Oh I caught and released 5 keepers right abouts 18" to 18.5" I used gulp and cutbait but the gulp alone produced just as well and I know I caught well over 100 TB flounder alone not to mention other fish. Fish were active and chasing baits to the surface again but 50 percent of the bite were undetectable at first and only noticed I had a fish because the line was going sideways . I was fishing with the exceptionally fast tides we have been having for the past 4 or 5 days which did not help.

6-20
Got a call from Dave and the night was on so we started a out about 10pm and walked the pier to asses the winds. Robbie ( Bobbys son from the tackle shop on the pier)and his other half were catching spot at a good clip and even a few shad on sabiki's with BWFB. I stopped and talked with 3 kayakers and they said it was dead and were leaving . Then I saw a few guys and chatted a bit while Dave was trying to catch a fish with Robbie's gear..LOL . Well nothing was changing wind wise so we opted to go out and was in the water about 12:30. The winds were tough and we chose to stay on the right side until the winds died. We pull up on a boat but both occupants were asleep. I cant remeber the name but hopefully he will read tis and chime in. Dave caught about 4 TB flounder while I was catching fresh spot and a few shad and after we had enough bait We talked shop a bit with the guys in the boat and then the wind let and Dave and I set out for some weakies. This time a few light bites but no trout but we got shad and stripers and Dave got a 19" flattie and we both got a few TB"s as well. We moved to another spot a picked up a few more TB's and moving again. I get a nice 22" and it had been atleast 30 minutes since putting the 19" on ice but as soon as I open the cooler that sucker made a break and a clean one too  Oh well moving on Dave and I were nailing fish pretty good but very few keepers and at one point I have 6 fish in a row get off but I recovered and started catching again. It rained on and off and the weather wasnt looking great and every once in awhile the wind would pick up and toss us a few nice waves. We ended up with 3 a piece but actually Dave did get 4 but it escaped. Winds got worse and the sky got dark so we both thought it a good idea to call it a day... the way back in was like a washing machine up by shore and the left side was almost more than we could take . Bad weather but great day with well over 100 fish between us.

























Going to VA for Spadefish Thursday morning .


----------



## CrawFish (Sep 23, 2003)

Nice catches. I've got to come up that way real soon. 

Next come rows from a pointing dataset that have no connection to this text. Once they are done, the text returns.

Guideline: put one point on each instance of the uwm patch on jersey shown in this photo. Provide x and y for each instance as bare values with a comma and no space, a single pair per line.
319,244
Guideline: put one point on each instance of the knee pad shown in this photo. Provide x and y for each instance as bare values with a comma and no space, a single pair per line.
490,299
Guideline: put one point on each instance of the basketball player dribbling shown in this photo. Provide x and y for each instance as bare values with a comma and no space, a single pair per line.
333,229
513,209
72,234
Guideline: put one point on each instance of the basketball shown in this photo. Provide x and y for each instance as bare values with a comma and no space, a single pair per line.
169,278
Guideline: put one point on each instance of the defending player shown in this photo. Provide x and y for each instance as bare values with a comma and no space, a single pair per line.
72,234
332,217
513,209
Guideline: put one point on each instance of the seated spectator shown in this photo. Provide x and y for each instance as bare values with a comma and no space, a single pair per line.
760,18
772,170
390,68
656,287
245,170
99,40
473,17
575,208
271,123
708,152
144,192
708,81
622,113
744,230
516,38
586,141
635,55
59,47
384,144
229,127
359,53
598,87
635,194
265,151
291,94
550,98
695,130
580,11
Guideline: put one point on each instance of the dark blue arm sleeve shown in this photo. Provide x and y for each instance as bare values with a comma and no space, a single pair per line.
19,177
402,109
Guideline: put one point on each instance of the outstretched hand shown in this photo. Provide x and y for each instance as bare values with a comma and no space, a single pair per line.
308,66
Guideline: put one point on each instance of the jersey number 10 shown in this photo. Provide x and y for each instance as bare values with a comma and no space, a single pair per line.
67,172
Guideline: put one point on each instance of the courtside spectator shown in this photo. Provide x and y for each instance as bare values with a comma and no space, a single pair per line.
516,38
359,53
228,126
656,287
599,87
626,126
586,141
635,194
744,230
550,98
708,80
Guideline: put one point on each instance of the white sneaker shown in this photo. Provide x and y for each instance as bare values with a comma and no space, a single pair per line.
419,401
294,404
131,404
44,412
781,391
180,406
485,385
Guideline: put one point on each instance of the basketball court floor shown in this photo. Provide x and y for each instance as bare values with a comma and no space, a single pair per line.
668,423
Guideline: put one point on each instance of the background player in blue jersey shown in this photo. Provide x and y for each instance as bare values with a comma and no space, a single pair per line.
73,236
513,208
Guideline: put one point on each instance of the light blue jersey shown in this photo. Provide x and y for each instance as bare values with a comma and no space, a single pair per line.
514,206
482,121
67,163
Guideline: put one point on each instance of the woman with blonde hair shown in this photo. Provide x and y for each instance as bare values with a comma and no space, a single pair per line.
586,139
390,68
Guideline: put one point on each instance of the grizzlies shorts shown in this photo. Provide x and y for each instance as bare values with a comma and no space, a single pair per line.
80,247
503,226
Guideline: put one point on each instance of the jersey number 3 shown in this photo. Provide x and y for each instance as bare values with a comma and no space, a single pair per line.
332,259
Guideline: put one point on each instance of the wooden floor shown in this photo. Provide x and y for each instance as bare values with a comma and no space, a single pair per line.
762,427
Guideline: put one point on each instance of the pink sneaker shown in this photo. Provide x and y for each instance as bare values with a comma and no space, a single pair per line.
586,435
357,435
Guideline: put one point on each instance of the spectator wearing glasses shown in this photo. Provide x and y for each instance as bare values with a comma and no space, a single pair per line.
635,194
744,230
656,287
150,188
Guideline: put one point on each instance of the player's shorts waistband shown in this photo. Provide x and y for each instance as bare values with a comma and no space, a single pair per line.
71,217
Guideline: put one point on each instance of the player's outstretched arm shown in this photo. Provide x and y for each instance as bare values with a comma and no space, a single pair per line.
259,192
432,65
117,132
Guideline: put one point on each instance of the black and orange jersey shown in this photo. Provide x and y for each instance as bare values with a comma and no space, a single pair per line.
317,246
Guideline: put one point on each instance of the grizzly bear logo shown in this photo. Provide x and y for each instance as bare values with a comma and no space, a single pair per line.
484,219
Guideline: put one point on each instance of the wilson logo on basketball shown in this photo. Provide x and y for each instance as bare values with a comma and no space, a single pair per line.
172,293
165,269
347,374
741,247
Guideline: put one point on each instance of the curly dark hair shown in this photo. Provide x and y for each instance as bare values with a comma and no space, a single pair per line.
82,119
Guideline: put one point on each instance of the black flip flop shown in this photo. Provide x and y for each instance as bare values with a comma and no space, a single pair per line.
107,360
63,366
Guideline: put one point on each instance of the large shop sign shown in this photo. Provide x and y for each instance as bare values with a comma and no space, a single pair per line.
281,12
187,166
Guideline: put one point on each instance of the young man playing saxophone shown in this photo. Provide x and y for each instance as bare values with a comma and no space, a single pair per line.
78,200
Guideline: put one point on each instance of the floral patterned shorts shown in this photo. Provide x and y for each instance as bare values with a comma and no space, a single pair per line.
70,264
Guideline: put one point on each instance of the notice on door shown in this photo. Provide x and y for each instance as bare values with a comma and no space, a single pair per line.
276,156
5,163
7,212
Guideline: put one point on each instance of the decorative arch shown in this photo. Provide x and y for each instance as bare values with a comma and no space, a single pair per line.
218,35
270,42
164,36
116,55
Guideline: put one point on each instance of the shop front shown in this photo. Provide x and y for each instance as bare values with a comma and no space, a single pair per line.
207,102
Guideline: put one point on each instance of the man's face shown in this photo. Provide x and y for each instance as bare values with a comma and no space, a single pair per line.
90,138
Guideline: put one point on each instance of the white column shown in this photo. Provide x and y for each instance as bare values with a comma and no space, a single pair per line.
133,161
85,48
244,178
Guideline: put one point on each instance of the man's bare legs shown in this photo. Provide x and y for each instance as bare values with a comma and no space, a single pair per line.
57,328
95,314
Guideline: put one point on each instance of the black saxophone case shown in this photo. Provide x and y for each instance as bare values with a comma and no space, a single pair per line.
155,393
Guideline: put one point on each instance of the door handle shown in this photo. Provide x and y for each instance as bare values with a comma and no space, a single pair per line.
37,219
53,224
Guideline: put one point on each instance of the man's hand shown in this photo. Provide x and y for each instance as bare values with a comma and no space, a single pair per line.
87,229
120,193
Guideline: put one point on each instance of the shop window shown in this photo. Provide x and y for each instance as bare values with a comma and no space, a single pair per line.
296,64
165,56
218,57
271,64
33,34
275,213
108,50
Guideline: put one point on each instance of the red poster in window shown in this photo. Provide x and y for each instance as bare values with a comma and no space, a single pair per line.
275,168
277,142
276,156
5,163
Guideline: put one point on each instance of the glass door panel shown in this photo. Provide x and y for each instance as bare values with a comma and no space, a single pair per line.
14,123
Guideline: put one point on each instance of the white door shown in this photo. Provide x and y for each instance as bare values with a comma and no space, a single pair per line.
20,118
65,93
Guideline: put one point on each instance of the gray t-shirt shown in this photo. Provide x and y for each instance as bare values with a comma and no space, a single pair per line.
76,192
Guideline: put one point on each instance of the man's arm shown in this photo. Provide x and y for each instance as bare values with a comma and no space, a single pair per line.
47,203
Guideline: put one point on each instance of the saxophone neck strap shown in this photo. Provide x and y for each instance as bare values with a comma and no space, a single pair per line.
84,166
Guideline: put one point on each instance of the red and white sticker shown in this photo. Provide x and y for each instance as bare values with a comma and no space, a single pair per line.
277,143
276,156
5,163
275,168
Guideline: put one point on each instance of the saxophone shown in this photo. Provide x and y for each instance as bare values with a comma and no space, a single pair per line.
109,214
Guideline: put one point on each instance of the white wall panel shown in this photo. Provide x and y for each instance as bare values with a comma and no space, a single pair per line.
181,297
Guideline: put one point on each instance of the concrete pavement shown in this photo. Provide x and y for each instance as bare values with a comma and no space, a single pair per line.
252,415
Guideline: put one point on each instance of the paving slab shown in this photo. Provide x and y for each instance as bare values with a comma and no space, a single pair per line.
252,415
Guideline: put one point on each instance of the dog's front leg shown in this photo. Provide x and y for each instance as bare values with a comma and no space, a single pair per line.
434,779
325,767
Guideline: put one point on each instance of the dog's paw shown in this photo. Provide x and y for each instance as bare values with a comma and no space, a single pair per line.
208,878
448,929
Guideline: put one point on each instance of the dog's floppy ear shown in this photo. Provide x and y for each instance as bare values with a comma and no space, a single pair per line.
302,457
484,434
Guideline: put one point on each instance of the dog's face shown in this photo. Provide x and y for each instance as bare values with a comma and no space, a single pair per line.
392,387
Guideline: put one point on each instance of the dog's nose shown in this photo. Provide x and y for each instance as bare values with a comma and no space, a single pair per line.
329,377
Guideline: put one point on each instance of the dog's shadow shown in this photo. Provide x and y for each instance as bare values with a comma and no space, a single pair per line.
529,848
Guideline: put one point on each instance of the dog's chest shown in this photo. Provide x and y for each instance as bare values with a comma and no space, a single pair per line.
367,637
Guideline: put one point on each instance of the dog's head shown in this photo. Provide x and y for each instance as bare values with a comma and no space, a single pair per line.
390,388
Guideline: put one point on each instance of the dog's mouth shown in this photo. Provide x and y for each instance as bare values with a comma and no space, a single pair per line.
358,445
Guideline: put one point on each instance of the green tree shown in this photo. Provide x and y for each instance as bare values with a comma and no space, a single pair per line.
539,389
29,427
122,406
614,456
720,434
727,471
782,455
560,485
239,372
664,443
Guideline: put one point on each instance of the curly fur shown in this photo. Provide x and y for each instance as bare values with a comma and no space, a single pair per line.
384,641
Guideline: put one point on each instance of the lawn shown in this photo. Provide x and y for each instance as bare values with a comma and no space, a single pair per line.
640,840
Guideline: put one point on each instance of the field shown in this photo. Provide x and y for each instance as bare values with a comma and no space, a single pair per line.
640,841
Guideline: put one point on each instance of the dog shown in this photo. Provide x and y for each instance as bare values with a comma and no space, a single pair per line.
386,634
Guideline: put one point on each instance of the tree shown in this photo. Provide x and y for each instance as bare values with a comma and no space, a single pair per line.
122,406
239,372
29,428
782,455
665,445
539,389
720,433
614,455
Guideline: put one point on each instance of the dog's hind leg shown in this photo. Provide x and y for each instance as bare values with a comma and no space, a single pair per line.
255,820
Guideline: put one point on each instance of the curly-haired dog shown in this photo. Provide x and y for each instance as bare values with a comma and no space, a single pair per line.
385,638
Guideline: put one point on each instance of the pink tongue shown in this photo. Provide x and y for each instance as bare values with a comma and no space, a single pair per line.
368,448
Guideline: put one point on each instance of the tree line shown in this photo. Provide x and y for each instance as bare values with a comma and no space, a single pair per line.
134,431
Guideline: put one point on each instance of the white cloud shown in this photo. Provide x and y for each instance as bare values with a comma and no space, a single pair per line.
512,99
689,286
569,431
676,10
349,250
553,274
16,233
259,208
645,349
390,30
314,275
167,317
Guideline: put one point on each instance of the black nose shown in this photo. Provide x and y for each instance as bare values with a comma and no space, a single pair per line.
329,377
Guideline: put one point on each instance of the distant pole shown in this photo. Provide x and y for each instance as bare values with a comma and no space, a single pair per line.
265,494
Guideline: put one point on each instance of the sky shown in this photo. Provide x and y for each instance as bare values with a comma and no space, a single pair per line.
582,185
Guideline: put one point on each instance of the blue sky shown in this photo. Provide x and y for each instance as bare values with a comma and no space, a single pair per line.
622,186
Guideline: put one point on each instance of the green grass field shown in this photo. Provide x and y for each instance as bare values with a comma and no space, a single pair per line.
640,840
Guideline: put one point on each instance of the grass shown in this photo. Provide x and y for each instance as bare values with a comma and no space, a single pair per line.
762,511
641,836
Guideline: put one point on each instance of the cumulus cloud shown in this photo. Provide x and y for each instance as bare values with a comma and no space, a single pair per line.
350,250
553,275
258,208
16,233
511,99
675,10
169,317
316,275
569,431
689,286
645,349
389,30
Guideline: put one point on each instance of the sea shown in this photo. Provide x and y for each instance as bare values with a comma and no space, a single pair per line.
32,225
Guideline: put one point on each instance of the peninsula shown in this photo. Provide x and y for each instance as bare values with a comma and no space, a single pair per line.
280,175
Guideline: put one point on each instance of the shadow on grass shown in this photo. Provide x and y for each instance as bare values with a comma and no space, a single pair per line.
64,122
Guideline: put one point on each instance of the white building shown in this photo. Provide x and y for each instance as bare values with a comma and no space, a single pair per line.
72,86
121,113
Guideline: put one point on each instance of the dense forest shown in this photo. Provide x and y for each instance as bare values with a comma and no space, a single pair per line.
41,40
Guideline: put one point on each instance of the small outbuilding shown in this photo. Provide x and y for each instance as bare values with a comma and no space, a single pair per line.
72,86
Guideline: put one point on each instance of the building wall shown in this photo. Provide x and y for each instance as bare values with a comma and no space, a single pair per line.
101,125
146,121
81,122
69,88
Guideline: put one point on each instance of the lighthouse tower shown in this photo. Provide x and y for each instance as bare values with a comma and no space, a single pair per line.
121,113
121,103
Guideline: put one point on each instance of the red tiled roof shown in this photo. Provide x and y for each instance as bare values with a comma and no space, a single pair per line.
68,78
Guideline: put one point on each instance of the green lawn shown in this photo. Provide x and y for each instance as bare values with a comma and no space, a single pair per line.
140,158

btw.... which boat are you going out with on the spadefish? Thanks


----------



## e-mag (Jun 15, 2006)

long night but you still got some fish.


----------



## hengstthomas (Mar 11, 2006)

Crawfish its the Jil Carrie in VA.


----------



## SkunkApe (Dec 9, 2006)

*Nice*

You are truely the Pided Piper of the Summer Fluke. Congrats!


----------



## RuddeDogg (Mar 20, 2004)

*Awesome*

Great job. Congrats on the catch.


----------



## Crashman65 (May 29, 2007)

amazing catches. i have applied your techniques from the topside of the piers i fish and i have had much better success. thanks

Best tip:Fresh bait

haven't experimented with the gulps though.

a canoe under the pier, hmmmmmmmmm. i guess you are protected from the lead falling from above.

Fished with the Jill Carrie out of Reedville for striper in VA this winter. Excellent trip and crew.


----------